From the point of view of the existing effects, the following types of glare are distinguished:
- Disturbing - reducing the ability to see for a very short but noticeable time and without causing a feeling of unpleasantness. The excessive amount of light reaching the eye is scattered in the optical centers of the eye, which causes the overlap of the so-called haze luminance into a correctly focused image of the observed object. An example of this type of glare can be the situation when, after a short-term observation of the filament of the bulb, we would try to thread the needle with a thread. Perception of the so-called "scotomas" (it is the luminance of haze that superimposes the observed image) for a short but noticeable period prevents this activity;
- Unpleasant - causing a feeling of unpleasantness, discomfort, irritation and affecting the lack of concentration without reducing the ability to see.
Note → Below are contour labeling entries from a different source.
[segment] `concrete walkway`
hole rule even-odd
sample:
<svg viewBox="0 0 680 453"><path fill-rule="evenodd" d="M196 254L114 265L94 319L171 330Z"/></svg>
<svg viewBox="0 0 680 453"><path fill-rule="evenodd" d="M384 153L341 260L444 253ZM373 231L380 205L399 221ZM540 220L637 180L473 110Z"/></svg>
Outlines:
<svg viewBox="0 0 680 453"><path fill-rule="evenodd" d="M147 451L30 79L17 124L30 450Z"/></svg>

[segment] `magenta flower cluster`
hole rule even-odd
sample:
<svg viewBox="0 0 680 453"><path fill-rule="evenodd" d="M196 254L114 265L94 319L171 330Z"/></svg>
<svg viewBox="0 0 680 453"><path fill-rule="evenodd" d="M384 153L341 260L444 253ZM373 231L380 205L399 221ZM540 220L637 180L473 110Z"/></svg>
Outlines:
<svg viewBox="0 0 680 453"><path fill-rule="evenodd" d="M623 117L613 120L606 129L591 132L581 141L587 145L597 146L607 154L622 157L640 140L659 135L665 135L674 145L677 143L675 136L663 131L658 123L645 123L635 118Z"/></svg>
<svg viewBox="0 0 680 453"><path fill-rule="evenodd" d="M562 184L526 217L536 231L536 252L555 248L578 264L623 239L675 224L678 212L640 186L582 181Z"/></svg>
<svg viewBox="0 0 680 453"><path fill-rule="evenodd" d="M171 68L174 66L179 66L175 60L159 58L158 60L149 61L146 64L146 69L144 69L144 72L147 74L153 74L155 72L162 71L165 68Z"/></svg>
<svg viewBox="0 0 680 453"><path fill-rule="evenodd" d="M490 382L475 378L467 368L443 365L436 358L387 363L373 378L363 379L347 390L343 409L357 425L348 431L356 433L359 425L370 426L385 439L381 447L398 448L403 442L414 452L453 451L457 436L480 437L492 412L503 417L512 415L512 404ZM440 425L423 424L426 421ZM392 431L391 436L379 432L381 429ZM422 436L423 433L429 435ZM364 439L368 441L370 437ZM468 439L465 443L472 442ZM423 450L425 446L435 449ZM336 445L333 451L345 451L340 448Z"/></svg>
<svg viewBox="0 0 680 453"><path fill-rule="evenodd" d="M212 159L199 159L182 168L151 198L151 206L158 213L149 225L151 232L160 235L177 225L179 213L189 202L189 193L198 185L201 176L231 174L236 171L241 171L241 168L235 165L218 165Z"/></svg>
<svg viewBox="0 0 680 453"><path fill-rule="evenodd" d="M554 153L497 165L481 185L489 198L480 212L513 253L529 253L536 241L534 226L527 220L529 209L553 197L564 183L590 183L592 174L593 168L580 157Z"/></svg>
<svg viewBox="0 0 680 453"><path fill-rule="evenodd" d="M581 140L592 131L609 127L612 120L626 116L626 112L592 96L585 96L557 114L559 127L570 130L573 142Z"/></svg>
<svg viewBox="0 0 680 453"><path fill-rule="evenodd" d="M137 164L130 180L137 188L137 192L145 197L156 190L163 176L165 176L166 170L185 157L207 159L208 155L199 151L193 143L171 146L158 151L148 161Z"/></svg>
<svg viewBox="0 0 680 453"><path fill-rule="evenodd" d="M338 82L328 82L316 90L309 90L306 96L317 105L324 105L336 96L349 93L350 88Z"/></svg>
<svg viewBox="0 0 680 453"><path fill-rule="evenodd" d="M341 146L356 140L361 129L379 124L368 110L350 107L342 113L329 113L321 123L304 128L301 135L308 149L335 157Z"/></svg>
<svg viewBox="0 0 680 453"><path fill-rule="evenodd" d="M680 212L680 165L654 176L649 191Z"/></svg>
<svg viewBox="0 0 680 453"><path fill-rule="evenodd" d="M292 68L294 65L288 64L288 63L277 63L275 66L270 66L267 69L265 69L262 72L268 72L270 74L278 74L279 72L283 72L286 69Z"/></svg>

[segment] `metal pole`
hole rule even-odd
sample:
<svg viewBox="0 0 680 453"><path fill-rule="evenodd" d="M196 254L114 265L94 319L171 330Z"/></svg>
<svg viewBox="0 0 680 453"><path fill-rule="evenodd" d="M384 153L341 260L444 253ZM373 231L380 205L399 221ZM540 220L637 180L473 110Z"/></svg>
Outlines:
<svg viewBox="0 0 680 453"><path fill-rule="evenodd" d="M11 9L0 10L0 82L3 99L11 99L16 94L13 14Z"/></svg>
As soon as the cause of the glare is removed, the discomfort subsides. This glare depends on: the luminance of individual dazzling sources, the luminance of the background on which the sources are located, the angular values of these sources, their position relative to the observer and their number in the field of view. An example of this type of glare can be the observation of an open space evenly covered with pure snow on a sunny day. In every direction of observation, the whiteness of the snow seems to dazzle the eyes and cause a feeling of discomfort;
- Blinding - a glare so strong that no object can be seen for a certain period of time. It is an extreme case of disturbing glare. An example of this type of glare can be a situation when, while staying at night on an unlit road, a car coming from the opposite direction with the road lights on, suddenly appears in the field of view. Glare loses the ability to perceive for a short but noticeable period of time.